Color Transforms

Vicente González Ruiz - Departamento de Informática - UAL

March 22, 2025

Contents

 1 Spectral decorrelation
 2 Luma and chromas
  2.1 Components, channels, coefficients and subbands
 3 Benefits of color transforms
 4 Scalar quantization in the color transform domain
 5 References

1 Spectral decorrelation

Most image and video compressors exploit the statistical correlation (and also perceptual redundacy1) between the \(\text {RGB}\) color components2 of the pixels, using a color transform.

Color transforms are pixel-wise operators. As a result, each pixel is represented in a different (color) domain where (usually) three new coefficients3 express the same4 information.

2 Luma and chromas

Most color transforms are designed to split the color information of a pixel into luminance (or simply luma) and chrominance (chroma). The luma is basically the low frequency5 information of the color of the pixel, and the chroma (logically) the high frequency information.

For example, in JPEG and H.264/AVC the color information of each pixel is transformed from the \(\text {RGB}\) color space to the \(\text {YCrCb}\) color space, and in JPEG XR, the destination color space is \(\text {YCoCg}\). In these luma/chroma-based color spaces, (the symbol) \(\text {Y}\) represents the luma (coefficient) of the pixel. The other two coefficients form the chroma. Note that the chrominance of a pixel is determined by two chromas.

2.1 Components, channels, coefficients and subbands

In image and video coding, most color transforms map 3 (color) components (\(\text {RGB}\)) into 3 coefficients. It is common to call to the same component(-index) of all the pixels of an image: channel (for eample, the \(\text {R}\)-channel). In most bibliography, the same coefficient(-index) of all the coefficients of a transformed image is denoted by a subband (for example, the \(Y\)-subband).

3 Benefits of color transforms

Color transforms applied to natural visual information generally have two key advantages:

  1. Energy concentration: In general, transforms “move” the energy6 between subbands, accumulating most of the energy in a reduced number of them (aspect related to the so-called coding gain of the transform [4]). In our case, where the transformations are between color spaces, in the transform domain, most of the energy is concentrated in the \(\text {Y}\) subband. As a consequence of this, usually, the entropy [2] is decreased and the dynamic range of the signal is increased. The first fact means that we can encode the same information using less bit-rate, and the second, that we can use a higher range of quantization step sizes [35], increasing also the number of feasible points in the RD curve [2].
  2. Luma/chroma perceptual analysis: Our visual system is more sensitive in terms of spatial resolution to the luma (“black and white”) information than to the chroma (“color”) information, which basically means that we can quantize more the chroma7 without generating perceptual distortion.

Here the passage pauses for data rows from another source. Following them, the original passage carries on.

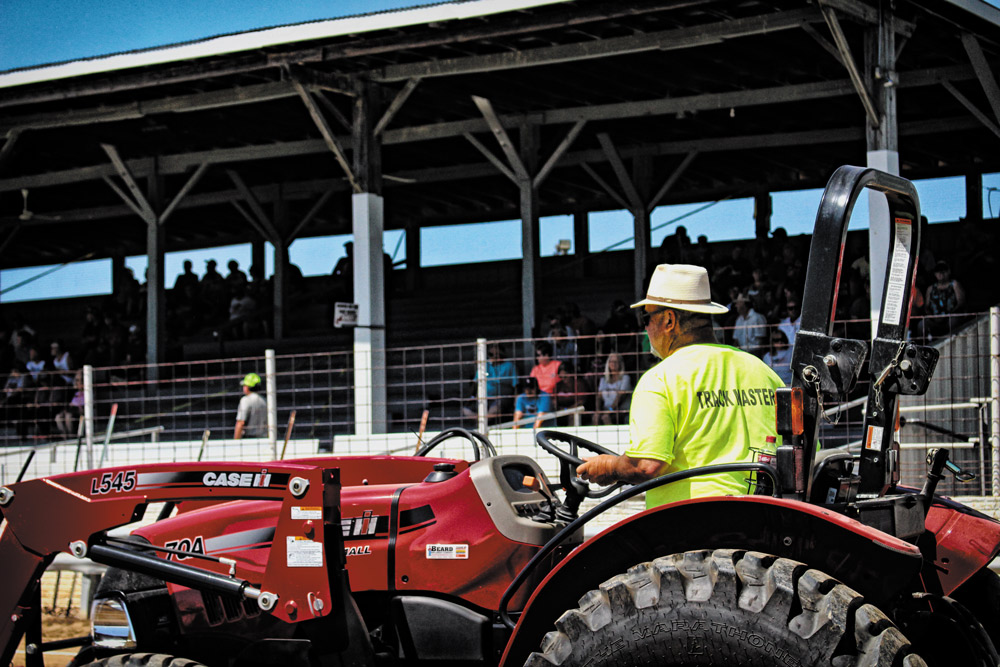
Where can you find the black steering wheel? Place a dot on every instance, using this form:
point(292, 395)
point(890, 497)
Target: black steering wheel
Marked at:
point(475, 437)
point(570, 460)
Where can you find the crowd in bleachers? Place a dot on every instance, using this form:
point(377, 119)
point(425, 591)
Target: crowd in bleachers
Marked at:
point(234, 306)
point(579, 365)
point(42, 392)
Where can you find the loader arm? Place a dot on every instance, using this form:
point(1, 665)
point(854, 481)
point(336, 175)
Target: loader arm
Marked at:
point(303, 580)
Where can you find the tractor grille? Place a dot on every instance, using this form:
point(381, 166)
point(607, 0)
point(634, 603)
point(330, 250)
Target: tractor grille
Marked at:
point(227, 608)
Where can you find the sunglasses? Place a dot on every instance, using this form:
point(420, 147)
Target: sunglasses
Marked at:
point(645, 316)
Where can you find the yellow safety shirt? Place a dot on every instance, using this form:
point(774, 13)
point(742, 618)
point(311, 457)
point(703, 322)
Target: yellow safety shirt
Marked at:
point(704, 404)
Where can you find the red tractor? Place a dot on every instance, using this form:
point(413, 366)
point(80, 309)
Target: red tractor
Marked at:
point(382, 560)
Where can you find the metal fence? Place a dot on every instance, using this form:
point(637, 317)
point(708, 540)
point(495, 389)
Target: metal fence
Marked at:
point(188, 412)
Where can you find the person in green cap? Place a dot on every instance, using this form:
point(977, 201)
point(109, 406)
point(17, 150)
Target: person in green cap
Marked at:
point(251, 415)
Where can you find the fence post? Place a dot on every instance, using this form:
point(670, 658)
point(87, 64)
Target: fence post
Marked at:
point(272, 401)
point(995, 397)
point(481, 403)
point(88, 413)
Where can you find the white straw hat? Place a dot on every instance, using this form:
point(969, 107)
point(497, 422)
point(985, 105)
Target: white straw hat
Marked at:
point(683, 287)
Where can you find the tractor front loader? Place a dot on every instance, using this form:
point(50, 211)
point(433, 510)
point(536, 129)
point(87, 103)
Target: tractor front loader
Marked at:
point(395, 560)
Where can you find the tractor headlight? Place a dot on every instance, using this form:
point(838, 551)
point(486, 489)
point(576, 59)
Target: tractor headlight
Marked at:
point(110, 625)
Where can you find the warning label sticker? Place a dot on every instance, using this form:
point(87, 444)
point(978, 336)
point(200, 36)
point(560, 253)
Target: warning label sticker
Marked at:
point(903, 239)
point(306, 513)
point(303, 552)
point(874, 438)
point(447, 551)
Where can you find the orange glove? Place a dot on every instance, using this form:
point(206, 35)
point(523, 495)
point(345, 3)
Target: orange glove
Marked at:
point(600, 469)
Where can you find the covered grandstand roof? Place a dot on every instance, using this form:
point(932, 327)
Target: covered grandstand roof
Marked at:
point(681, 100)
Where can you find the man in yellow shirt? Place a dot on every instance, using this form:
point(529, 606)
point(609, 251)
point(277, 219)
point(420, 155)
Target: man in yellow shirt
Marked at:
point(703, 404)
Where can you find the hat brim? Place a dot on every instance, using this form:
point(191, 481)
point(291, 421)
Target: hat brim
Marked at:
point(710, 308)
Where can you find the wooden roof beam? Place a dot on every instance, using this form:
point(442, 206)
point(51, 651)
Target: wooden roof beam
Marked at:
point(840, 40)
point(983, 72)
point(328, 136)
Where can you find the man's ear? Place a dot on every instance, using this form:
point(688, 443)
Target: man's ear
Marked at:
point(669, 320)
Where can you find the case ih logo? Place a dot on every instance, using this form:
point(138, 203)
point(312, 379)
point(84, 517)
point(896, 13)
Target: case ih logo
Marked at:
point(261, 479)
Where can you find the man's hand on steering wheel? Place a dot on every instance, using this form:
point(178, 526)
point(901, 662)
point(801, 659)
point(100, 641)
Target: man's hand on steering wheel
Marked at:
point(599, 469)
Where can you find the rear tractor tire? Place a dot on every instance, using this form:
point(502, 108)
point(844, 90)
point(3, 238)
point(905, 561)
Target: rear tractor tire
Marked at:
point(143, 660)
point(724, 608)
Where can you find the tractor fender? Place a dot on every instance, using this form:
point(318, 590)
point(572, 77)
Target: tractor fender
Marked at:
point(873, 563)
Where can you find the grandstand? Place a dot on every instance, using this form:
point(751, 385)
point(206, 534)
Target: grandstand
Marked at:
point(464, 112)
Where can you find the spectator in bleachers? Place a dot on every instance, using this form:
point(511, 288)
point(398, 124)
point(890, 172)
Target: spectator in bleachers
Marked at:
point(532, 402)
point(68, 415)
point(792, 321)
point(620, 327)
point(21, 343)
point(735, 272)
point(127, 294)
point(241, 310)
point(236, 279)
point(779, 357)
point(91, 334)
point(614, 393)
point(187, 278)
point(35, 364)
point(702, 254)
point(562, 337)
point(135, 346)
point(188, 310)
point(213, 293)
point(572, 391)
point(113, 339)
point(750, 329)
point(761, 293)
point(6, 352)
point(676, 248)
point(585, 329)
point(251, 413)
point(501, 384)
point(62, 384)
point(944, 297)
point(15, 398)
point(546, 369)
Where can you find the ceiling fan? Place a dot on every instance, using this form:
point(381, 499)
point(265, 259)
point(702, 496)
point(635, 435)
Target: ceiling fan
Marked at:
point(27, 214)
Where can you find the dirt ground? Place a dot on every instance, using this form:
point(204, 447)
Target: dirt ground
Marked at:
point(57, 600)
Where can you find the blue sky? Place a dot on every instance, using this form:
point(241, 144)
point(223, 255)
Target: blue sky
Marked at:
point(34, 32)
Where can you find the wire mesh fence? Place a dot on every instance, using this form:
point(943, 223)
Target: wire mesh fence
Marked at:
point(183, 411)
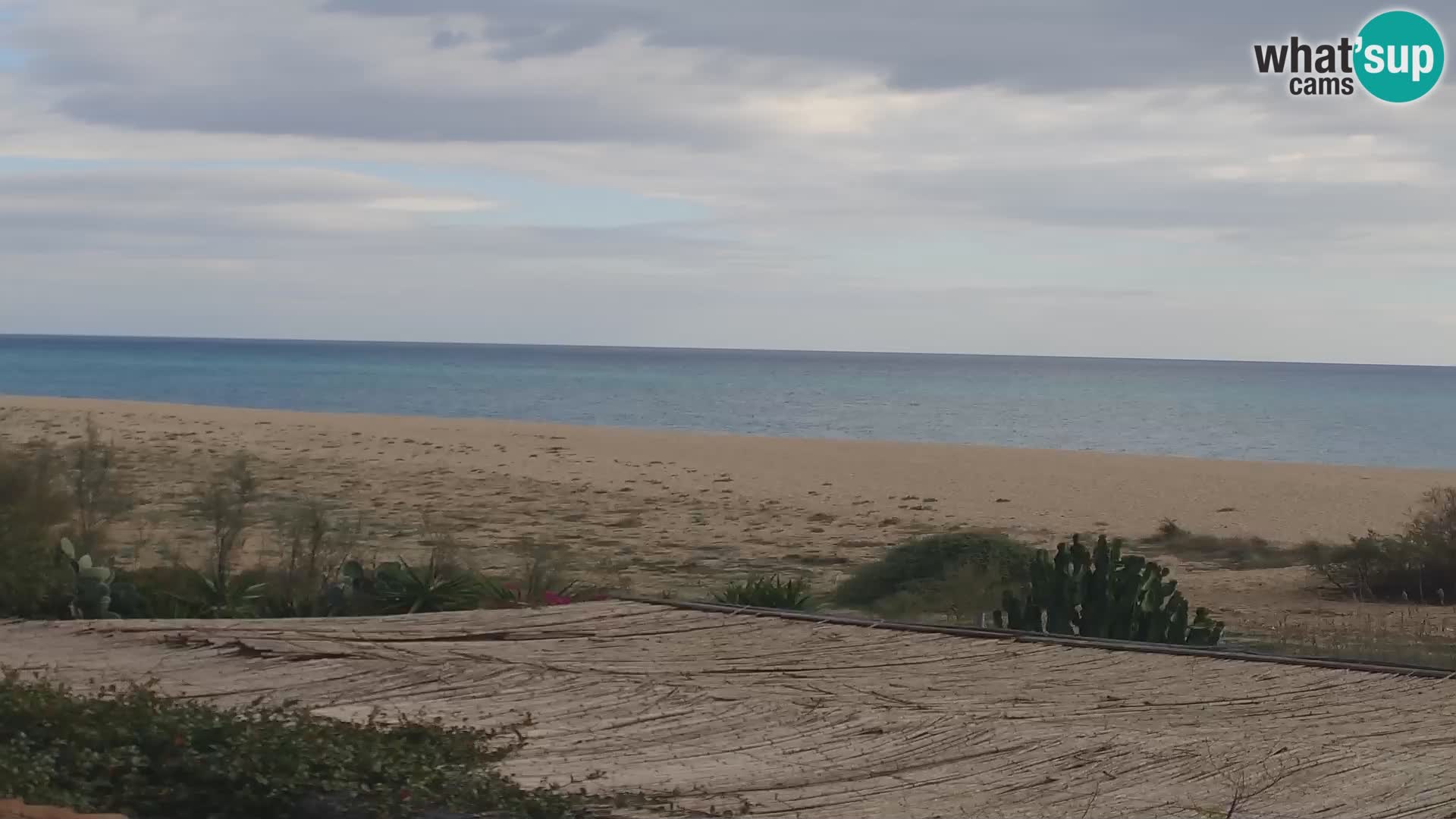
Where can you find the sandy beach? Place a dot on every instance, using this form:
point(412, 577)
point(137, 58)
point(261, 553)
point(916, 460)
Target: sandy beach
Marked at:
point(657, 510)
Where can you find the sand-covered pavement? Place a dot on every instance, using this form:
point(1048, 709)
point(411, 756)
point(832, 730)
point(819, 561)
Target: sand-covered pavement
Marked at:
point(718, 714)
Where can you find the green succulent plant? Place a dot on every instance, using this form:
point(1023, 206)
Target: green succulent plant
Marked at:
point(1101, 592)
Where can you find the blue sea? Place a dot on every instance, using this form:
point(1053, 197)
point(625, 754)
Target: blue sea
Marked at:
point(1257, 411)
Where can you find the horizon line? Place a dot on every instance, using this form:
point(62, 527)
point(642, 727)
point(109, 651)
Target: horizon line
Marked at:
point(667, 347)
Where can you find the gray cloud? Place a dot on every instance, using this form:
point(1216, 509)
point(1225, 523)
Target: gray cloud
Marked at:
point(1036, 177)
point(1019, 44)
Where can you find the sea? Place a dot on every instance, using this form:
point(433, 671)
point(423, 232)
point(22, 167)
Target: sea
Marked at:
point(1363, 414)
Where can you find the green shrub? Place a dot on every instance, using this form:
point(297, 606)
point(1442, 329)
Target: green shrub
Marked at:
point(1101, 592)
point(34, 503)
point(137, 752)
point(962, 573)
point(1417, 564)
point(770, 592)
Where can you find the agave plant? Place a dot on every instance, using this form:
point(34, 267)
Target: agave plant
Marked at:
point(436, 588)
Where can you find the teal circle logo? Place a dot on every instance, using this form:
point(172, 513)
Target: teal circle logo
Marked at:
point(1400, 55)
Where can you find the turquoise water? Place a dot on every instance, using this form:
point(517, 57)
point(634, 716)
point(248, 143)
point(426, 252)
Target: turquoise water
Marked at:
point(1263, 411)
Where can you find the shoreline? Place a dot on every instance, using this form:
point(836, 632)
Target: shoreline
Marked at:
point(924, 484)
point(109, 404)
point(657, 512)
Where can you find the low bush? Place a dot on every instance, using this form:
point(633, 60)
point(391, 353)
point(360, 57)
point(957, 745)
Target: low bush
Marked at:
point(34, 503)
point(1222, 550)
point(142, 754)
point(770, 592)
point(962, 575)
point(1417, 566)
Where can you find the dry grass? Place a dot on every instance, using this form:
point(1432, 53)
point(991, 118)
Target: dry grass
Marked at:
point(1423, 635)
point(1228, 551)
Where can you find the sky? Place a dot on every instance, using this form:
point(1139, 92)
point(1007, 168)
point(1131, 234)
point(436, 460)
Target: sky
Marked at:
point(1012, 177)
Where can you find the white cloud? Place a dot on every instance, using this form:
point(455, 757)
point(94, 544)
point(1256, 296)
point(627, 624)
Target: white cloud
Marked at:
point(849, 150)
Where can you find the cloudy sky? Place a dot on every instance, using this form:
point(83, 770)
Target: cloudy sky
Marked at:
point(1028, 177)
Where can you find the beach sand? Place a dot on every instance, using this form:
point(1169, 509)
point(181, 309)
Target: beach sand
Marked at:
point(683, 512)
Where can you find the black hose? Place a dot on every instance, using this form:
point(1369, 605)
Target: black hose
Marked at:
point(1370, 667)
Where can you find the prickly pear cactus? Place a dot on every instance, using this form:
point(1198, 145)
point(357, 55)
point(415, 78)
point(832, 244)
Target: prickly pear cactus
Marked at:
point(91, 591)
point(1100, 592)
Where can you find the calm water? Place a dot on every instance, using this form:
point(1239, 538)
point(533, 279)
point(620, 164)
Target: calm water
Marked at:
point(1315, 413)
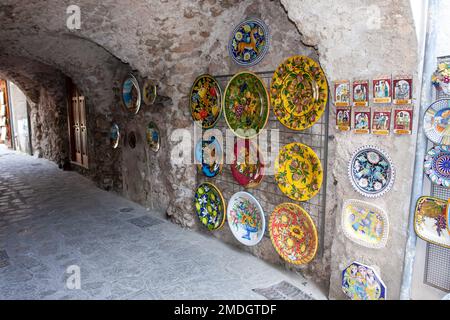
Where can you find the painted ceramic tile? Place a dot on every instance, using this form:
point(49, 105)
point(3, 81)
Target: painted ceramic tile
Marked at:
point(246, 105)
point(430, 221)
point(371, 171)
point(299, 92)
point(361, 282)
point(249, 42)
point(298, 172)
point(246, 218)
point(293, 233)
point(365, 224)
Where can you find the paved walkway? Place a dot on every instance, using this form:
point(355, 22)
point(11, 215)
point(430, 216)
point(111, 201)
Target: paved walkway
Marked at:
point(51, 220)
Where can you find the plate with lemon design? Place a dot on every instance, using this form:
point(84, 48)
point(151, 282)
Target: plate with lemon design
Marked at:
point(298, 172)
point(293, 233)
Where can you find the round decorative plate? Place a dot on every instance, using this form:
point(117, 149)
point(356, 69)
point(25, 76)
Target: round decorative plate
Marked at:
point(248, 165)
point(209, 155)
point(298, 172)
point(246, 218)
point(299, 92)
point(436, 122)
point(210, 206)
point(246, 105)
point(131, 94)
point(371, 171)
point(293, 233)
point(153, 137)
point(249, 42)
point(206, 101)
point(114, 135)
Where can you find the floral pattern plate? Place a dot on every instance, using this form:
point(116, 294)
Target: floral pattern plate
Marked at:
point(248, 165)
point(246, 105)
point(293, 233)
point(210, 206)
point(365, 224)
point(246, 218)
point(249, 42)
point(371, 171)
point(299, 92)
point(361, 282)
point(206, 101)
point(298, 172)
point(436, 122)
point(430, 221)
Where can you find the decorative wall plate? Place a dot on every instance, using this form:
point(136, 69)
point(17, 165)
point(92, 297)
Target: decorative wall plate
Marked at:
point(293, 233)
point(371, 171)
point(209, 155)
point(248, 165)
point(299, 92)
point(436, 122)
point(246, 218)
point(249, 42)
point(361, 282)
point(131, 94)
point(298, 171)
point(210, 206)
point(246, 104)
point(430, 221)
point(365, 224)
point(153, 137)
point(206, 101)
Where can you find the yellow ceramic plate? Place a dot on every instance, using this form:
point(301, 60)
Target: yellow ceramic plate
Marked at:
point(298, 172)
point(299, 92)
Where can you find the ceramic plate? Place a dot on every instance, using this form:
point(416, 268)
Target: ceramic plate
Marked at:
point(246, 105)
point(249, 42)
point(246, 218)
point(361, 282)
point(371, 171)
point(293, 233)
point(430, 221)
point(206, 101)
point(210, 206)
point(299, 92)
point(436, 122)
point(298, 172)
point(365, 224)
point(131, 94)
point(248, 165)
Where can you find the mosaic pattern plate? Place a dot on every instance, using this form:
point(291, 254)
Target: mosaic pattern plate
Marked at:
point(371, 171)
point(365, 224)
point(299, 92)
point(298, 172)
point(246, 218)
point(246, 105)
point(293, 233)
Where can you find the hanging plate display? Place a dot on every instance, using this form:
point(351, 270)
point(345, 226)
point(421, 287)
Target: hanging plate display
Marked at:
point(246, 105)
point(299, 92)
point(206, 101)
point(436, 122)
point(131, 94)
point(371, 171)
point(365, 224)
point(430, 221)
point(298, 172)
point(210, 206)
point(293, 233)
point(361, 282)
point(209, 155)
point(246, 218)
point(248, 166)
point(249, 42)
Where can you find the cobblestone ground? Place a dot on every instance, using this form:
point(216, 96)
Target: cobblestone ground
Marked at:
point(51, 220)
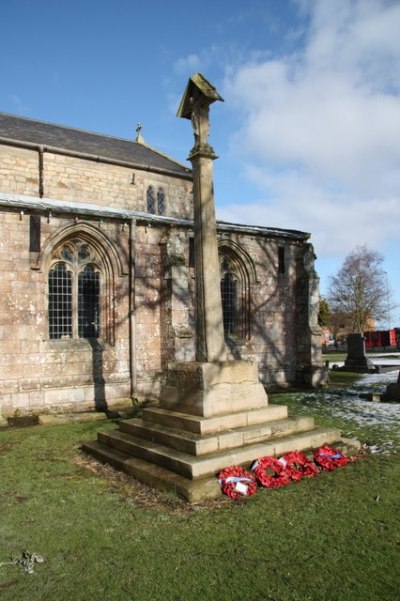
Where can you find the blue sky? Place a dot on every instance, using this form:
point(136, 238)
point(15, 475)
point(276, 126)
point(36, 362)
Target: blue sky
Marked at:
point(309, 133)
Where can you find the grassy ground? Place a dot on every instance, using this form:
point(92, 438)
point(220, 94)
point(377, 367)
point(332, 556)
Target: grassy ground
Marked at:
point(106, 537)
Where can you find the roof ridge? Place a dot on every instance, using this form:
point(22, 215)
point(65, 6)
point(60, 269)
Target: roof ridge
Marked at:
point(78, 129)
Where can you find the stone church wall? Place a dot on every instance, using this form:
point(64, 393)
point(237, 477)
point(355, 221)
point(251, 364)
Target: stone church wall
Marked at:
point(150, 309)
point(86, 181)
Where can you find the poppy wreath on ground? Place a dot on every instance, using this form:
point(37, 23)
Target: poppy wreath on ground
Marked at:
point(329, 458)
point(237, 482)
point(298, 465)
point(270, 472)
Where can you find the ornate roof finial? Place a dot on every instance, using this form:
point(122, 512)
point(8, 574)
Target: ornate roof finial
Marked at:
point(139, 137)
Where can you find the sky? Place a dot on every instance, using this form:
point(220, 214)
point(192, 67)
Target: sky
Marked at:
point(308, 135)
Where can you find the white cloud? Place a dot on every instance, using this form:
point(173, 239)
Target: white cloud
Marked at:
point(321, 127)
point(189, 63)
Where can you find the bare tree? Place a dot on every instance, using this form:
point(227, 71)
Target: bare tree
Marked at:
point(359, 288)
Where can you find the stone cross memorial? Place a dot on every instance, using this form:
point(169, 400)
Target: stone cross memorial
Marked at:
point(213, 412)
point(211, 385)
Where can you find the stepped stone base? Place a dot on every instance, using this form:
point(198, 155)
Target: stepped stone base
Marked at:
point(171, 458)
point(211, 416)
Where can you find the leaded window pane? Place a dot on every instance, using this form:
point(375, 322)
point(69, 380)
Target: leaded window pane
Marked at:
point(160, 201)
point(229, 294)
point(88, 303)
point(60, 302)
point(151, 201)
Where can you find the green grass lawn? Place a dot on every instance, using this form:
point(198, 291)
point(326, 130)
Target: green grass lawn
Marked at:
point(106, 537)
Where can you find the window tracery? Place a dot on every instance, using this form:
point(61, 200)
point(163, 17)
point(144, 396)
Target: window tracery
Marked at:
point(74, 291)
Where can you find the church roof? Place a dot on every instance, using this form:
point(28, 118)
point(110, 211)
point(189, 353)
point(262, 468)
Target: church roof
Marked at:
point(27, 131)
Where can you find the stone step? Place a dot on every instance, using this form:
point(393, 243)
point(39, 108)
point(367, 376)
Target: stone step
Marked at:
point(193, 467)
point(209, 425)
point(193, 491)
point(198, 445)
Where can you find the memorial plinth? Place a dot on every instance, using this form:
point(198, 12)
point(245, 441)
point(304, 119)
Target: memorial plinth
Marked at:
point(211, 389)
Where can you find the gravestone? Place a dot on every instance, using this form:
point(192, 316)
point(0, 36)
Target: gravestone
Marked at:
point(392, 392)
point(356, 360)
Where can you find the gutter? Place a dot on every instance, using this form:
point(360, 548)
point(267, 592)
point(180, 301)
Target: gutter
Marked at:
point(93, 157)
point(41, 205)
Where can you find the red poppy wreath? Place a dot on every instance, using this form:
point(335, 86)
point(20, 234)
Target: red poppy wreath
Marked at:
point(270, 472)
point(236, 482)
point(298, 465)
point(329, 458)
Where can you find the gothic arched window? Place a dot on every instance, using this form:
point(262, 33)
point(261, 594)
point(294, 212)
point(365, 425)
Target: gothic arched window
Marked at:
point(151, 201)
point(160, 201)
point(74, 291)
point(237, 272)
point(230, 303)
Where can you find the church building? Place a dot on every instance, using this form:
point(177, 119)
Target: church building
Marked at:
point(97, 275)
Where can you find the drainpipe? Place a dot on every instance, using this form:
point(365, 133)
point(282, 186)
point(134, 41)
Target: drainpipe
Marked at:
point(132, 315)
point(41, 171)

4 Scalar quantization in the color transform domain

If the color transform is orthogonal, (that is, the luma and the cromas are independent features of the signal8), the quantization noise generated in the subbands is additive respect to the reconstructed signal [1]. Therefore, from a pure RD point of view, the quantization step sizes for each subband should be selected using the same RD slope in all subbands (see the notebook Scalar Quantization of RGB images. Notice that this implies to compute the RD curves.

Therefore, taking a generic luma-chroma transform \(\text {YUV}\), we expect that \begin {equation} \lambda _{\text {Y}} \approx \lambda _{\text {U}} \approx \lambda _{\text {V}} \label {eq:optimal_lambda} \end {equation} for the quantization step sizes \begin {equation} \Delta _{\text {Y}} = \Delta _{\text {U}} = \Delta _{\text {V}}, \label {eq:optimal_delta} \end {equation} and therefore the Rate-Distortion Optimization (RDO) [2] can be ignored. In the notebook Scalar Quantization of RGB images we can explore (at least visually) the grade of compilance of Eq. \eqref{eq:optimal_lambda}.

Resources

  1. YCrCb.ipynb: Notebook showing the use of YCrCb.py.
  2. YCoCg.ipynb: Notebook showing the use of YCoCg.py.
  3. color-DCT.ipynb: Notebook showing the use of color-DCT.py.
  4. Vector Quantization (in the color domain) of a RGB image.
  5. Vector Quantization (in the 2D domain) of a color (RGB) image.
  6. Removing RGB redundancy with the DCT.
  7. Removing RGB redundancy with the \(\text {YCoCg}\) transform.
  8. Removing RGB redundancy with the \(\text {YCrCb}\) transform.

5 References

[1]   W. Burger and M.J. Burge. Digital Image Processing: An Algorithmic Introduction Using Java. Springer, 2016.

[2]   V. González-Ruiz. Information Theory.

[3]   V. González-Ruiz. Scalar Quantization.

[4]   V. González-Ruiz. Transform Coding.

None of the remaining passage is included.